Non ricordavo di aver usato un profumo, quella mattina, quindi non capivo cosa ci trovasse di così sublime.
Il suo viso bianco e privo di qualsiasi imperfezione si avvicinò al mio. Sentii il respiro fresco sul volto e il mio cuore, lanciato a tutta velocità, accelerò ulteriormente, per quanto potesse sembrare impossibile.
«Jasper...», mormorai. «Chi sei?».
«Non ha importanza». Le sue labbra marmoree toccarono le mie ed io avvertii chiaramente un piacere inquietante esplodermi dentro. La mia bocca parve incendiarsi a contatto con la sua e quando la lingua mi accarezzò il labbro inferiore, mi sfuggì un gemito soffocato.
«Non...», iniziai. Volevo dirgli che non potevo. Volevo dirgli che io non andavo con gli sconosciuti.
«Taci», mi zittì Jasper. Poi mi prese in braccio con facilità. Il suo corpo era duro, oltre che freddo, duro come la pietra.

Non è umano, pensai, sbigottita. Non può essere umano.
Jasper mi adagiò su un divanetto in pelle e affondò il naso nei miei capelli scuri e folti, inspirando profondamente e rilasciando il fiato dopo un tempo che mi parve estremamente lungo. Le mie mani toccarono il suo torace. Mi sentivo in balia di quel giovane seducente e di quegli occhi rossi, di quelle braccia così forti e di quel viso così attraente. Il respiro si era trasformato in un affanno incontrollabile. Il sangue mi pulsava nelle tempie.
Le labbra di Jasper conquistarono il mio collo e lo baciarono, tanti piccoli, gelidi baci che, tuttavia, tracciarono una scia rovente.
Gemetti, incapace di controllarmi, mentre con le dita affondavo nella sua chioma bionda.
«Oh...», mi sfuggì in un soffio.
La sua mano destra mi accarezzò un seno e poi il ventre. L’espressione del suo viso era eccitata; gli occhi rossi erano dilatati, le sue spalle tremavano e non faceva altro che passarsi la punta della lingua sulle labbra, un gesto che io trovavo irresistibile. Non riuscivo più a ragionare. Non importava quanto fosse assurda quella situazione, tutti i miei freni inibitori avevano ceduto.
Jasper mi baciò ancora, un bacio profondo, intenso, appassionato. La lingua cercò la mia ed io gliela offrii senza remore, iniziando una danza spasmodica.
Quando si separò da me, digrignò i denti e la sua mano si posò sulla mia gola, accarezzandola. Poi, prima che io potessi rendermi conto di ciò che stava per fare, la mano mi strappò la camicetta con un semplice strattone. Gridai, colta alla sprovvista.

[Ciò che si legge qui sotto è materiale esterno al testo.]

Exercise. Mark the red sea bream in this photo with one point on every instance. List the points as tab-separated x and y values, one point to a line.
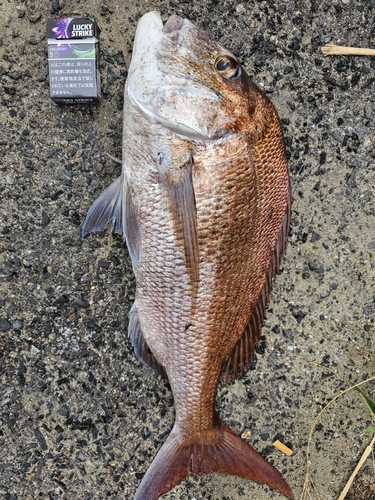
203	202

«Ssh...», sussurrò Jasper. E di nuovo quel velo di calma e sicurezza calò, avvolgendomi.
Le dita di Jasper sfiorarono il mio ventre nudo e poi scesero più in basso, in mezzo alle mie gambe. Io sussultai, inarcando la schiena, mentre lui tornava a sfiorare il mio collo con le labbra. Il respiro freddo mi fece rabbrividire.
«Ora dammi quello che voglia, Bella», disse Jasper.
Non capii a cosa si stesse riferendo. Le sue dita si infilarono nei miei capelli e tirarono quel tanto che bastava per costringermi a piegare la testa all’indietro.
«Jasper... cosa...?», iniziai.
Poi lui affondò i denti nel mio collo ed io urlai.